L’intérêt de l’Egypte pour le continent africain s’explique par des considérations historiques et géopolitiques. Sur le plan historique, et étant donné son identité africaine, Le Caire a soutenu la lutte des pays africains pour obtenir leur indépendance, accueillant dans les années 1950 et 1960 plusieurs leaders de mouvements africains de libération. Ainsi, Le Caire est devenu le siège des révolutionnaires du continent noir. Après l’indépendance des pays africains, l’Egypte n’a jamais renoncé à son rôle africain offrant aux pays du continent une aide financière et technique dans divers domaines.
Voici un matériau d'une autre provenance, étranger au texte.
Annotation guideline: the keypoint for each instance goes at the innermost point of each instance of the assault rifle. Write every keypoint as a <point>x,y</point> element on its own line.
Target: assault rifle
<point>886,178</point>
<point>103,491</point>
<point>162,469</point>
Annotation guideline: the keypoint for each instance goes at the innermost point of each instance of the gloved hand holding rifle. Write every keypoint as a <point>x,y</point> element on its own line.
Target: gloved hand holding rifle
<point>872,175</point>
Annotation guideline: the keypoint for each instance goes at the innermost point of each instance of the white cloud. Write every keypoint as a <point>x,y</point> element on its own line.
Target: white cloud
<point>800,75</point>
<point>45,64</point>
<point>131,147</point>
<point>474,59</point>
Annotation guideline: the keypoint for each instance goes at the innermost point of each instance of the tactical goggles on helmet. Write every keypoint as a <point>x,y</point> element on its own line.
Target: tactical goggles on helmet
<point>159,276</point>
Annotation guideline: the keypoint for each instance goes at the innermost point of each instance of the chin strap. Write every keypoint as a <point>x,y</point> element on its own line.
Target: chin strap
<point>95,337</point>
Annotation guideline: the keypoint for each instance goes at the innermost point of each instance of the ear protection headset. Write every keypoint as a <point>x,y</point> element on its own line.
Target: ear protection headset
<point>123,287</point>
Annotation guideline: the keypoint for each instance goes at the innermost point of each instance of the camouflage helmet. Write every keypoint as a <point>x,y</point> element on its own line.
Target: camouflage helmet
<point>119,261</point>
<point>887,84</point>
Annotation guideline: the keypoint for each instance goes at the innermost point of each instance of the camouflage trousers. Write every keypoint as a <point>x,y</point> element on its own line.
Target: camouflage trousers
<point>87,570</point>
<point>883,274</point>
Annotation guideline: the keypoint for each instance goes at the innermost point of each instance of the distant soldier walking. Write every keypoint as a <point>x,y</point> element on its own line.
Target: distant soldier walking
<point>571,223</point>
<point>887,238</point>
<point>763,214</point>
Aujourd’hui, le retour vers l’Afrique est motivé par des questions vitales, comme celle du partage de l’eau sur le continent, mais aussi les questions de la lutte contre le terrorisme et du développement économique. Le Caire s’intéresse au Sahel, non loin de ses frontières sud, une région investie par une pléthore d’organisations terroristes affiliées à Daech et à Al-Qaëda et qui pourraient constituer une menace. Elle s’intéresse également à la stabilité de la région de la Corne de l’Afrique, qui surveille le transport maritime dans le détroit de Bab Al-Mandeb, vital pour la navigation dans le Canal de Suez. Enfin, l’Egypte voit en l’Afrique un énorme marché d’exportation économique et commercial, d’où les multiples accords de coopération. Aujourd’hui, l’intégration de l’Egypte au sein du continent africain est devenue une réalité.